What’s Mine Is Yours
Playing docs-fiction games with rarely-seen glee, What’s Mine Is Yours reminds us that the political, the cultural, and the personal — specifically sex in a porta potty — are always delicately intertwined. A love story with a sense of history, a sense of humor. a sense of how images are made and shared. – Jessica Dunn Rovinelli
Intimate Views
There’s a classical nature to the look and feel of Intimate Views, a meditative domestic drama that quietly observes the lives of two different couples. Hollywood filmmakers could learn from the way director Joseph Barglowski uses silence to pull viewers into the world of the film. – Jourdain Searles
The Village
There is a sense of safety that comes with Jenny Dinwoodie’s film, the director is inviting you to her neighborhood and in doing so we were welcomed into her home. We as viewers got to see the wildlife, families and pets that live there. It is a cozy, safe little village and we hope to be welcomed there again –Elias ZX
JURY AWARDS
Our esteemed jury members chose these three movies to receive the Jury Awards.

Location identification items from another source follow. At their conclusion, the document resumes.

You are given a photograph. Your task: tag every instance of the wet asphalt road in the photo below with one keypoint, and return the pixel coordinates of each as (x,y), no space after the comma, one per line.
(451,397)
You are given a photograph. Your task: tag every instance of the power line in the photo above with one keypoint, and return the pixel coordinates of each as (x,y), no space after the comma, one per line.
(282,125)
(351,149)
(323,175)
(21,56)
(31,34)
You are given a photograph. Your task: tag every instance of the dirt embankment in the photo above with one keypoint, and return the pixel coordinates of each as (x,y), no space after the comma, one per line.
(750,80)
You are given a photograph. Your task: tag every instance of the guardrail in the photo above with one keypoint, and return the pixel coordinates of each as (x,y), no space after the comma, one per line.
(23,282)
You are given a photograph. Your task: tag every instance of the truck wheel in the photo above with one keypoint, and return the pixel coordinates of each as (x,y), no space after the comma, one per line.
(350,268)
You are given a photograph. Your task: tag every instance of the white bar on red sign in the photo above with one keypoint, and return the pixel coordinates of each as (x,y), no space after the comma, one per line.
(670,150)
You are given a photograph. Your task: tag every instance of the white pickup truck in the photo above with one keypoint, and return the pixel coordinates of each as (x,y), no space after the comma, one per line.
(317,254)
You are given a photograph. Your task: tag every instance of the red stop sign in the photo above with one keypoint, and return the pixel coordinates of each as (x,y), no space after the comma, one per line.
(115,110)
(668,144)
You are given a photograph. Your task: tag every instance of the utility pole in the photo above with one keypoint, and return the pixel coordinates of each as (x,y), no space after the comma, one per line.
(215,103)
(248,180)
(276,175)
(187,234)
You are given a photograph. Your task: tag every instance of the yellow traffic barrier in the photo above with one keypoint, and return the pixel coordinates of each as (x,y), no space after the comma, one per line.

Those Who Drown Cling to Foam
Through animated sketches that elegantly and movingly sketch future anguish to come, Those Who Drown Cling to Foam is both a memorial to the Kosovo War and a prelude to it. Delicate, heart-felt, and insistent, its delicate technique finds a fragile thread running through history and clings tight to it. – Jessica Dunn Rovinelli
A Quiet Declaration of Independence
With vibrant colors and a warm glow, A Quiet Declaration of Independence paints a visually striking portrait of a young woman spending Christmas alone. Director Dexter Marsh-Taylor excels at capturing the many micro-expressions we cycle through during deep sadness. –Jourdain Searles
Shadows in a Landscape
Paying homage to everyone from Chris Marker (implicitly) to Robert Plant (explicitly) while remaining vividly personal from start to finish, Edwin Miles’ hypnotic “Shadows in a Landscape” is a potent ghost story in plain sight, and a rich meditation on how the past avails itself to the present for those who know where to look. Zuhair Mehari’s score deserves special mention for the texture it brings to the film — alien, as unstable as a memory, but full of feeling. – David Ehrlich
HONORABLE MENTION

existing is a bitch rn
Existing, indeed, is a bitch right now, but this lovely short makes that a bit more tolerable. Deliciously fluid and agile, King Bosnian’s animated tragicomedy winningly finds a visual language of the semi-abstract that is capable of translating the confusing intensity of 2020 into both a movingly specific account of dysphoria and loneliness and a shockingly universal diagnosis of the currently. – Jessica Dunn Rovinelli
Congratulations to all of our award-winners and honorable mentions! We are excited to announce we are hard at work at a zine celebrating this year’s programming. Thank you again!